She had read the letter several times before falling asleep. In the morning after Mass she had gone to the office and called the number. At first there was no answer and a computer voice explained that the user’s voice mailbox was full. Frustrated she tried again only this time someone picked up on the other end only it wasn’t Alex, it was the police. Sister Pat had hung up without answering and started to worry. That was the inspiration for the pensive mood she’s been in all day, the mood she continued to be in now. Staring past her lunch she continued time traveling in a reflective state as she pondered Alex’s whereabouts. Suddenly her pensive trance was broken.
“Good day Sister,” spoke the soft familiar voice.
Startled Sister Pat involuntarily pushed her lunch tray away and sat up straight as if she were caught cheating on a quiz in school. It was a reflex action but she recovered her composure and slowly turned her head to confirm her recognition of the voice. She smiled when she saw Father Quinn’s face, things would be alright now she thought.
“Hello Father,” she replied as the priest joined her taking a seat across from her at the otherwise empty lunch table. Father Quinn folded his hands on the tabletop, glanced at the full tray of food and studied the nun’s face for a moment. Her expression was more than meek, she had the look of someone who had left the confessional with unfinished business.
“You’ve hardly touched your meal Sister, what’s troubling you my dear?”
Sister Pat fidgeted nervously and answered the priest in a small voice, “I’m frightened Father,” she replied.
“I can see that you’re troubled about something, how might I help you?”
“I’m not frightened for myself Father, you see I am afraid for someone else. It’s a little hard to explain.”
“I see. Well now, try taking a breath and give it a go. An act of contrition can heal most pensive moods.”
“Perhaps Father, but I must admit that there a matter of a small confession involved.”
“How fortunate you are that I happened by then,” Father Quinn replied with a reassuring smile.
“I suppose so Father, by the way why are you here anyway?”
“I was meeting with the Mission Director about increasing the donation from the Diocese next year.”
“Oh alright, anyway, what I have to confess involves the Mallory girl and her child you see,” said Sister Pat.
Father Quinn willed himself to remain calm and nonplussed by her comment, “I see, go on dear,” he said evenly.
The nun leaned forward slightly as if what she were about to say was not to be overheard by anyone, “Father there is something that I never shared with you about the girl. Something that I know now that I should have,” she said in a hushed voice.

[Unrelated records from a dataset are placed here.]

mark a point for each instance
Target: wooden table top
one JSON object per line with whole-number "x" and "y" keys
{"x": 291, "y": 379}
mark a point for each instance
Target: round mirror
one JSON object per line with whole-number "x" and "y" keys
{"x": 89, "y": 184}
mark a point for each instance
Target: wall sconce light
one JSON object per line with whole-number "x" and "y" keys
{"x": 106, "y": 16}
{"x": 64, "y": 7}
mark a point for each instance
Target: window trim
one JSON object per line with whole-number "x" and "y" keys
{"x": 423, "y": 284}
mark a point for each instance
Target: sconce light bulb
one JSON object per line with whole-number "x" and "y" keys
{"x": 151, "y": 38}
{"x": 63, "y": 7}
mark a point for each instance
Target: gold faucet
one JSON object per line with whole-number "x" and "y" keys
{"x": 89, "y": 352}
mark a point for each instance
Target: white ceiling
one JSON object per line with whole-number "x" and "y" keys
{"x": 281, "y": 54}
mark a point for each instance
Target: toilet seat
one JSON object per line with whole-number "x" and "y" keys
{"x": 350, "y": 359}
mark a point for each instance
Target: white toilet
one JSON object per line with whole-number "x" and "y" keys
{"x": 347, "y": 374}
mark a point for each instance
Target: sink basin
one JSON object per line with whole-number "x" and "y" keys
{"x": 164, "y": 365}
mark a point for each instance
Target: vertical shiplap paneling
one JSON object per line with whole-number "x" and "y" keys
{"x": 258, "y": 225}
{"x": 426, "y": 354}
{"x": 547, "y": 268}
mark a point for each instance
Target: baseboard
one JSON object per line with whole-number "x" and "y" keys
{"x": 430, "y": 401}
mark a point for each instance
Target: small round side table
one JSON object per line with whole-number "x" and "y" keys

The priest’s face revealed none of the inner turmoil he was experiencing at the moment. More surprises regarding Megan Mallory was the last thing he wanted to deal with, “Alright then, so what is it you have to share about that poor child?”
“As you recall Megan refused to reveal the identity of the father of her baby.”
“Yes, I am aware of that, why is that a concern to now?”
“I may know who that person is, or rather I may know someone who can tell us who that person is.”
“And how did you come to know this mysterious someone?”
“That is my confession Father. You see while you were tending to Megan and making your film I was counseling a young man who may have been an intimate acquaintance of the girl.”
“You mean the father of her child?”
“No Father, not intimate in that way, at the time they were together they remained pure.”
Father Quinn chortled involuntarily, “So this child she carried was an immaculate conception? Ids that what you’re insinuating?”
“No, of course not Father, I’m merely saying that the two of them were apparently an item up until the time that she abruptly left him and subsequently arrived at our doorstep in dire straits.”
Father Quinn pondered this a moment, this revelation would certainly eliminate him as a suspect in the girl’s demise, he should feel relieved but he did not and that concerned him. There must be more to this, he pressed the nun further, “Why are you only now coming forward with this information Sister?”
Sister Pat paused a second or two and bit at her lips like a nervous child before answering. “I received a disturbing letter from the young man yesterday, he wants to meet with me and talk. He left a phone number for me to contact him but when I called the police answered,” Sister Pat explained.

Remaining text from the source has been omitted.